We have talked about how important building side projects are. Here is a recap of why side projects are important for the overall development of the skillsets of an individual.
When you decide to dedicate your energy toward a side project, you sharpen your three kinds of skillset - Soft skills, technical skills/project specific, and emotional skills.
What kind of Soft Skills?
- Critical thinking
- Communication skills
- Work/Team Management
- Time Management
- Problem Solving
- Accepting Feedback
These soft skills help anyone wanting to start a side project, but why do software developers need to build a side project?
Some of you (software developers) get motivated enough to work outside your usual hours only if the project has the potential to impact something you care about. But others, work on something completely dumb and useless (a funny project) that they couldn't do during any existing job.
- The best way of learning - When you work on your side project, you implement something from scratch, and every iteration of this implementation will make you learn something new.
- Proof of work - You claim to know certain technology and you showing off a project built in that technology all by yourself, which one you will prefer?
- End-to-end understanding of working on an idea - The complete product development life-cycle will make you more aware of all the side effects of small decisions we take and will improve your workflows.
- Networking - Build. Show. Do Tell. Side projects will help you talk about code in a more real-world sense.
- During Interviews - The side project gives you some hands-on time with tools, which means you remember the time you spent, say, 40 hours building something and talk about it with ease.
- Be relevant with tech - Side projects can also be a fun and practical way to stay up-to-date on your tech skills & knowledge.
How you can focus your energy?
- Passion for a 9-5 job
- Helps in reducing your stress
- Helps in avoiding burnout
- Knowing yourself
- Fun quotient
- Contribution to the open-source community
We have already established side projects are important and how they can kick-start your journey of becoming extremely good in the programming language you work with.
Let’s see how you can find the ideas to build as a side project while solving an issue targeting an audience.
The world is huge. The population is diverse. Anything you build has its user base. You need to discover it and you will know how you can iterate to make it better.
This is the way most IT products come into existence. Be it Facebook, Apple, or Peerlist. Solving your itch makes up for the best side project.
You are the user of the product. You deliver the best result.
You have some expectations that have not been met with some old products, which leads to building something better.
Find a problem that you deal with on daily basis. Write down all of your ideas. Organize them. Find if something similar exists. Research the whys, hows, and whats.

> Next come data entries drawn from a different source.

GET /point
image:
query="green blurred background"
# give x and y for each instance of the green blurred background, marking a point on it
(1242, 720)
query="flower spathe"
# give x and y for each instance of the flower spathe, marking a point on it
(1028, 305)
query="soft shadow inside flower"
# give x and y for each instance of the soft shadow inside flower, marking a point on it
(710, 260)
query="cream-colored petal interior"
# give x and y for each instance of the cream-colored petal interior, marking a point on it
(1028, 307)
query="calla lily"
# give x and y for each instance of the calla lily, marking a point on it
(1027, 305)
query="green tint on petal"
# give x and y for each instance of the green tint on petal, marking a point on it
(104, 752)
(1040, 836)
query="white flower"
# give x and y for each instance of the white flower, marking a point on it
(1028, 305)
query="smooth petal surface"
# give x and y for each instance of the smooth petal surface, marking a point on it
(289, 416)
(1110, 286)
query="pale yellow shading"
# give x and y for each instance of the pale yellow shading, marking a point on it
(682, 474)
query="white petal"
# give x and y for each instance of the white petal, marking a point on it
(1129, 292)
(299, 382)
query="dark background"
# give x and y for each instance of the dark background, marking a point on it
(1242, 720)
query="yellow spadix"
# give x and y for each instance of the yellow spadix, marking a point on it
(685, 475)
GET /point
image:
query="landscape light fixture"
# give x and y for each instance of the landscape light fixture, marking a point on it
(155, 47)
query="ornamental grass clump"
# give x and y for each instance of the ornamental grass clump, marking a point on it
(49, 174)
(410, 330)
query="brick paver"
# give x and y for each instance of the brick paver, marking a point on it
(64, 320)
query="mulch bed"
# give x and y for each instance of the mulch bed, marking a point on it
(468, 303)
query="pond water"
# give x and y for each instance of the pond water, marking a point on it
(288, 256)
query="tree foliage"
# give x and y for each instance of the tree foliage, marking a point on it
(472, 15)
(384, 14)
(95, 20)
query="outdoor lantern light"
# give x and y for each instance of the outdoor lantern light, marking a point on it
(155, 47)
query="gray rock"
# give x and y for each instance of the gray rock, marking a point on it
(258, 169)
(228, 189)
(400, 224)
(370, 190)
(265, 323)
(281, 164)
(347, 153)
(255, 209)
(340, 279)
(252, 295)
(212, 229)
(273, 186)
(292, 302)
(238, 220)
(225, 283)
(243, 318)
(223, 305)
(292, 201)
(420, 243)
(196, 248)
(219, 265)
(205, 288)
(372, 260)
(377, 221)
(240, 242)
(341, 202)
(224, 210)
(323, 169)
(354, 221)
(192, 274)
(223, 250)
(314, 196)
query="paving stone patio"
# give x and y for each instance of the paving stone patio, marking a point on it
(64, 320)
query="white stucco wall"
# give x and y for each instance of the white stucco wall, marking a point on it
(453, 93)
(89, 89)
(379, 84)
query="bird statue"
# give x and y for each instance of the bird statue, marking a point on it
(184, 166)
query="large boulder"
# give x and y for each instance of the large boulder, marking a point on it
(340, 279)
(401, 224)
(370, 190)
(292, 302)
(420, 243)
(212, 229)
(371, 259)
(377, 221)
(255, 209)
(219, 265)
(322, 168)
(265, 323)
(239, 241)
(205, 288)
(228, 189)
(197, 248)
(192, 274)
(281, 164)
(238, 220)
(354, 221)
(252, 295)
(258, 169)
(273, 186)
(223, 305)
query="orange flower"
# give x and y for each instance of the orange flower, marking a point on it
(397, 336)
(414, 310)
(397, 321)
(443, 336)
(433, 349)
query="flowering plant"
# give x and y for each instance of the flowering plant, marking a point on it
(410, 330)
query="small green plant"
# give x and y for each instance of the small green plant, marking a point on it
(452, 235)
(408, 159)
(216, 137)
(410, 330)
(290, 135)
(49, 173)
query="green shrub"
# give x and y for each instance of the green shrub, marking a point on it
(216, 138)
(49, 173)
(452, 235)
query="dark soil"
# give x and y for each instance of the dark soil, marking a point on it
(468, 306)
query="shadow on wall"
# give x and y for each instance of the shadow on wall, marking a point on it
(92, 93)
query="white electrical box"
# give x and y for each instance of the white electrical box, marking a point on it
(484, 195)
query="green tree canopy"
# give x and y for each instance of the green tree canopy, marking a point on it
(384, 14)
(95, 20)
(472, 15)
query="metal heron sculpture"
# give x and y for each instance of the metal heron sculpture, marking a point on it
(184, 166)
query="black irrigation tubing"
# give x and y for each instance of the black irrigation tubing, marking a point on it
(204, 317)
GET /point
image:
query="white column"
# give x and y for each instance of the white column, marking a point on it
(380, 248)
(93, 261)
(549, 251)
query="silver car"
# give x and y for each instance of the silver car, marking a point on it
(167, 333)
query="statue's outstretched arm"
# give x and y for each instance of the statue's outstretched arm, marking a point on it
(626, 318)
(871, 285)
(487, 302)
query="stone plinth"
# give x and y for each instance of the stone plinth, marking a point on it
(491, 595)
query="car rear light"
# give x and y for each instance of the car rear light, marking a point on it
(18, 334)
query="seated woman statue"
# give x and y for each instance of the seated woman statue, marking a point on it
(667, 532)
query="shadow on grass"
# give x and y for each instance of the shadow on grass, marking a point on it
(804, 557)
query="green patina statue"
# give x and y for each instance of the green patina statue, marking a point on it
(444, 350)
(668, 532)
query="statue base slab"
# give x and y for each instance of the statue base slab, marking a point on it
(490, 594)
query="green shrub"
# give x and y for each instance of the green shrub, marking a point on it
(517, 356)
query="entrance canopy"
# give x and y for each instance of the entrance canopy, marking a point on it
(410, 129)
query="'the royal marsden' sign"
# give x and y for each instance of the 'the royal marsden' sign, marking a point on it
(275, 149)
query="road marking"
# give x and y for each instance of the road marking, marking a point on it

Talk about the problems others deal with. Understand why they deal with that problems. But remember not to fall into the cycle of finding the solution right away.
Go into researching and find the origin of the problem. Ask them about the real issue a few times to understand it.
Be around the people who are building new projects - they are always talking about one or another kind of new thing a world should have.
Go to the Product Hunt and go through the products. Check Gumroad and see what services people are selling and if there is any way you can make it easy for them. Creativity is not original per se. You see the products, go through the discussion and you can get the idea.
You can build a better version of the existing tools by inspecting them. Find one bug and fix it to the core and you have the best kind of side project.
Use the keywords with inverted commas - “side project ideas” and see if you can find anything related to it. Research like you want to impress your manager or mom.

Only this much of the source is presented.